C. S. Lewis, el gran literato y pensador inglés del siglo XX, en una de sus famosas conferencias en Oxford, siguiendo a su gran maestro George Macdonald, sorprendió a su auditorio con esta tajante afirmación: «el inicio del infierno es decir yo soy mi dueño». Todos se quedaron atónitos ante sus palabras y se hizo un silencio sepulcral.  «El inicio del infierno es decir yo soy mi dueño» porque el hombre no es dueño de su vida . «Es la tentación más antigua, la más ancestral, la más sibilina y la más destructiva».  Si uno se cree dueño de su vida, no necesita de nada ni de nadie. Se convierte en un absoluto que desemboca al final en una terrible soledad. Quizás se confunde ser dueño con «tener dominio»: capacidad preciosa de crear, orientar la vida, someter las cosas y reproducirlas. El que se cree «dueño» de su vida, no dejará que nadie le oriente y tendrá la tentación de usar a los demás, manipulándolos, como medios para sus fines.

Israel había caído en esta tentación de adueñarse de su destino de tal modo que ya no le importaban los mandatos de Dios, pensaba de sí mismo que había alcanzado el poder suficiente para vivir sin la fuerza del Señor. Jeremías se presenta ante ellos profetizando su desgracia: si no necesitas a Aquel que te dio la vida porque te sientes autosuficiente y poderoso, te conviertes en… «maldito por confiar en el hombre y en la carne busca su fuerza, apartando su corazón del Señor«.  Babilonia invadiría Israel y destruiría Jerusalén.

Igualmente, en la vida cotidiana, puedo tomar una actitud como la del rico Epulón, autosatisfecho en sus logros y comodidades, quizás encerrado en sí mismo, negando la posibilidad de ayudar a los demás del mismo modo que niega la necesidad de que alguien le ayude a él. Nunca ha escuchado a quien le deseaba corregir, no quería parecer vulnerable si abría a los demás su corazón, ni compartir sus riquezas -que en el fondo, todas las había recibido-. «Yo soy mi dueño»-volvería a pensar-, y que los demás se apañen. Si en este mundo no estás abierto a los demás, necesitado de dar como de recibir amor, es imposible alcanzar la felicidad. Cerrado finalmente al amor de otro, terminas cerrado al amor de Dios.
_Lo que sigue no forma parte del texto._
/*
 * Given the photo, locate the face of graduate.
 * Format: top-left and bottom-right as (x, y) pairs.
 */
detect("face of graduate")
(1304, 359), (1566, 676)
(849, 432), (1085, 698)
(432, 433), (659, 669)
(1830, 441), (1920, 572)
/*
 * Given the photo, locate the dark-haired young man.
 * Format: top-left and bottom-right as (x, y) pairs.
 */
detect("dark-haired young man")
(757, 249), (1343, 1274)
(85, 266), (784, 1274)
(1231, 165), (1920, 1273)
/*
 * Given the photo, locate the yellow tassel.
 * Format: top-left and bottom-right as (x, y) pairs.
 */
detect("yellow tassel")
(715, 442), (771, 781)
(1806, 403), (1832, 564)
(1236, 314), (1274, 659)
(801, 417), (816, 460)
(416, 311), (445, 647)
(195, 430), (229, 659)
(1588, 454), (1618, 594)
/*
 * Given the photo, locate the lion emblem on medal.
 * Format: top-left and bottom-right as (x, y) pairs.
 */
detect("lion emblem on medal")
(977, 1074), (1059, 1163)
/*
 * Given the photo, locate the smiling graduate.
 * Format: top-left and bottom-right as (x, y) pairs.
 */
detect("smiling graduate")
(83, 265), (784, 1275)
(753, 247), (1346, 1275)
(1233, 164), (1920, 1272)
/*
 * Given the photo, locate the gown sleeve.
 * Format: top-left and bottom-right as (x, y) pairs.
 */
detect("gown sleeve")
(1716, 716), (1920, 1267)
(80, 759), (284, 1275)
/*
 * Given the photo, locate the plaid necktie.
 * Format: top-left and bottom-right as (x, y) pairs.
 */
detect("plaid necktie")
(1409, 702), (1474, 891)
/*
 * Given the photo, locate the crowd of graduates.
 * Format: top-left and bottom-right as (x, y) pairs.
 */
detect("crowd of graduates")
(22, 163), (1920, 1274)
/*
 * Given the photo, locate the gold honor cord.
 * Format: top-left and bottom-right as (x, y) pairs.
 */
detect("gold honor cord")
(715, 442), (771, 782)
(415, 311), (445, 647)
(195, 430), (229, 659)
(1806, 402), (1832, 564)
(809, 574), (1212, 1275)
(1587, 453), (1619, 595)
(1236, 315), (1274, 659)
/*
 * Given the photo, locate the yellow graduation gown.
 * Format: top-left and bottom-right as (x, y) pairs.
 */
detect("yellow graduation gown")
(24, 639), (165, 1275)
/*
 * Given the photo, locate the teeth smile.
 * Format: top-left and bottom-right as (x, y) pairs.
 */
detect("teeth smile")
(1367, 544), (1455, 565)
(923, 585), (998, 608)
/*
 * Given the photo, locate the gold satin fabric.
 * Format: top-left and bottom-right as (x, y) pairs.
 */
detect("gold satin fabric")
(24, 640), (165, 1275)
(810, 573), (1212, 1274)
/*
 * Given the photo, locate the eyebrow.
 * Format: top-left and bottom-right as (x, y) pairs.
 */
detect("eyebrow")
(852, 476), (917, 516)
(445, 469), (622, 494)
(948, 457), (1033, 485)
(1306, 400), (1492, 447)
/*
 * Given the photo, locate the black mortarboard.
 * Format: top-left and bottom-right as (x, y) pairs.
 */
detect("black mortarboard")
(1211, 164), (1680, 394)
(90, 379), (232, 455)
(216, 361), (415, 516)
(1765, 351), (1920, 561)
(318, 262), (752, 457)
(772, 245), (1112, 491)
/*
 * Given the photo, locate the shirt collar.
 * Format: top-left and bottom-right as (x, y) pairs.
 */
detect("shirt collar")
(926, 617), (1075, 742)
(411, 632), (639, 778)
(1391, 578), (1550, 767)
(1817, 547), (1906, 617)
Lázaro es el contrapunto, aparece pobre, es decir, necesitado de la misericordia de los demás.  Su felicidad dependía de Epulón, pero el rico de sí no era capaz de salir al encuentro de su hermano necesitado. Juntos podrían haber tenido una dicha multiplicada. Pero uno se encerró y el otro permaneció pobre. Sin embargo, como Lázaro permanecía con la mano abierta pudo recibir la mano de Dios que le llevó hasta su casa; mientras Epulón con la mano cerrada sólo le quedaba quedarse solo, sin disfrutar del manantial que Lázaro siempre tendría al estar ya cerca de Dios. Entonces es verdad que «el inicio del Cielo es decir tú eres mi bien».